Manoush Zomorodi is host of the TED Radio Hour, and author of the book Bored and Brilliant. She’s based in New York, New York.
JOHN DANKOSKY: Oh, hi. This is Science Friday. I’m John Dankosky. Sorry, I was just daydreaming a bit there. You know, you ever do that? You just daydream for a few minutes in the middle of the day. I did that a lot as a kid. Usually, it was about baseball or Star Wars or playing in a rock band. Now you may have done the same thing growing up, and let’s face it– as kids, we didn’t have quite as many responsibilities, so we had the time to just let our minds wander.

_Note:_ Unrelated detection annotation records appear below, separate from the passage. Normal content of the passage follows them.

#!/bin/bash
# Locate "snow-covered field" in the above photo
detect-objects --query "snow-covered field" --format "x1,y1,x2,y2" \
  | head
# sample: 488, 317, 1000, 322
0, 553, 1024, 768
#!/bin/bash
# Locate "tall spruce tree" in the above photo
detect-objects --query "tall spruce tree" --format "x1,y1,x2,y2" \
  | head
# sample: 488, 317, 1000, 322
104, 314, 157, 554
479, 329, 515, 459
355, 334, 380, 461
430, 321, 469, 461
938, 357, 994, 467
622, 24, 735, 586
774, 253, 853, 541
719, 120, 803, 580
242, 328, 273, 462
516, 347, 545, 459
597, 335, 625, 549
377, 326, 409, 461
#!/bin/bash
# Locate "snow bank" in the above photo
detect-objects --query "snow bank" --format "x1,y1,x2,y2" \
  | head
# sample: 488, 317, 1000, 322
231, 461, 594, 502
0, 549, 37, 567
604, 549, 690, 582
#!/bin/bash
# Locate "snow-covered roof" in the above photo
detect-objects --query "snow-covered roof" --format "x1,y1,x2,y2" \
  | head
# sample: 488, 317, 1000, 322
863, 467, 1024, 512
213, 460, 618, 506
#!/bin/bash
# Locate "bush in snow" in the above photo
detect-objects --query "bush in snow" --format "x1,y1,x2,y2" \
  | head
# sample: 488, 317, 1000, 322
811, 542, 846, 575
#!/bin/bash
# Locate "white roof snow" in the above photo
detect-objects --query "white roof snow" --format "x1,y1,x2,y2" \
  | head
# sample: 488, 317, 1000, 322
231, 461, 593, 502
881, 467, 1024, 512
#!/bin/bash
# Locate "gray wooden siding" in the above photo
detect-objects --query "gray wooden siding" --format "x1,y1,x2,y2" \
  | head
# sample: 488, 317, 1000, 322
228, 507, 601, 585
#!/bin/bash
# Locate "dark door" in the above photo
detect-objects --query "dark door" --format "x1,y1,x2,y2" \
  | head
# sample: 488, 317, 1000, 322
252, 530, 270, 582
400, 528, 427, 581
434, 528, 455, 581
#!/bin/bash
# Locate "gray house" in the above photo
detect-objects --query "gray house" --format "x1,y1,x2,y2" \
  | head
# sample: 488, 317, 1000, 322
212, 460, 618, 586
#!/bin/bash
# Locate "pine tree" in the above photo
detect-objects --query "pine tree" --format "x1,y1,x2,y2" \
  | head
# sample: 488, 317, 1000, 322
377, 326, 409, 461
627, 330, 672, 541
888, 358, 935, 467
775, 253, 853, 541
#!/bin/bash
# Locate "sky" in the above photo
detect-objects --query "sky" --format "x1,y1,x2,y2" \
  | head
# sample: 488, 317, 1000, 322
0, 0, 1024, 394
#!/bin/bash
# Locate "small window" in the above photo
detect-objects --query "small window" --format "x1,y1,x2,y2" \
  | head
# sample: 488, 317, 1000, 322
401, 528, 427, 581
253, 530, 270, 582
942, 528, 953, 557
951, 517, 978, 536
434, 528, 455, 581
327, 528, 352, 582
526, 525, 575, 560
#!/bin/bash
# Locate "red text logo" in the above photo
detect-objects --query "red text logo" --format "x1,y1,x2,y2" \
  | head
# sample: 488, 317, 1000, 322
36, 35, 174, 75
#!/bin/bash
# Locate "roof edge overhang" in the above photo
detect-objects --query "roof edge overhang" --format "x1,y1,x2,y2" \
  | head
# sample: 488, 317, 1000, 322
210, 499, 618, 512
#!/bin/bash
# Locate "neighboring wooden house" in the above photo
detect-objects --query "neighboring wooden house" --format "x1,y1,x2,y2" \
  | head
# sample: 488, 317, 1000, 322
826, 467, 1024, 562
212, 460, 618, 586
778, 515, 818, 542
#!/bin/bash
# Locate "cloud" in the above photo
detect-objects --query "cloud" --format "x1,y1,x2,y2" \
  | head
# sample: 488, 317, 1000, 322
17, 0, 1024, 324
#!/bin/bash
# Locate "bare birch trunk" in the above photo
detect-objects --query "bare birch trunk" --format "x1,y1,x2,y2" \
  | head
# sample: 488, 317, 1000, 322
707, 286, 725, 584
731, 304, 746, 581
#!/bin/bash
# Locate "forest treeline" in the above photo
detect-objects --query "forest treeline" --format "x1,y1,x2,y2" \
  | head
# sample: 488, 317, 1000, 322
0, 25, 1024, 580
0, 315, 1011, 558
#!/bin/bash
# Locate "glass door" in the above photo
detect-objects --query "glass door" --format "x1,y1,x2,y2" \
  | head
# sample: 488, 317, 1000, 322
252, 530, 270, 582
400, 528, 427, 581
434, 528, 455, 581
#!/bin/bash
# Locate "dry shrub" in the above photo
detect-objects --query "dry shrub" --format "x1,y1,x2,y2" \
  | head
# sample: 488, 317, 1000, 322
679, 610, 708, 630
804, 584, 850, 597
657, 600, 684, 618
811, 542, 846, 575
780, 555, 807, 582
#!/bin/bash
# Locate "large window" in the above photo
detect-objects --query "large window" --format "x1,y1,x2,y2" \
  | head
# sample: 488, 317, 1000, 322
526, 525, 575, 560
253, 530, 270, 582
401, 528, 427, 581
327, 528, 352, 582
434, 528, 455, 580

But I got to say, it’s a lot harder these days. I mean, when I have a free moment, my mind usually wanders to COVID or politics or climate change or what I have to do tomorrow. But that’s not really daydreaming, is it? And let’s face it– when I have a free moment, I’m probably just going to look at my phone.
As it turns out, it’s not just me. Research shows that adults are really bad at daydreaming. Here to convince us that we should lean back into thinking for fun is my guest, Dr. Erin Westgate, assistant professor of psychology at the University of Florida in Gainesville. Dr. Westgate, nice to have you back on the show. Thanks so much for being here.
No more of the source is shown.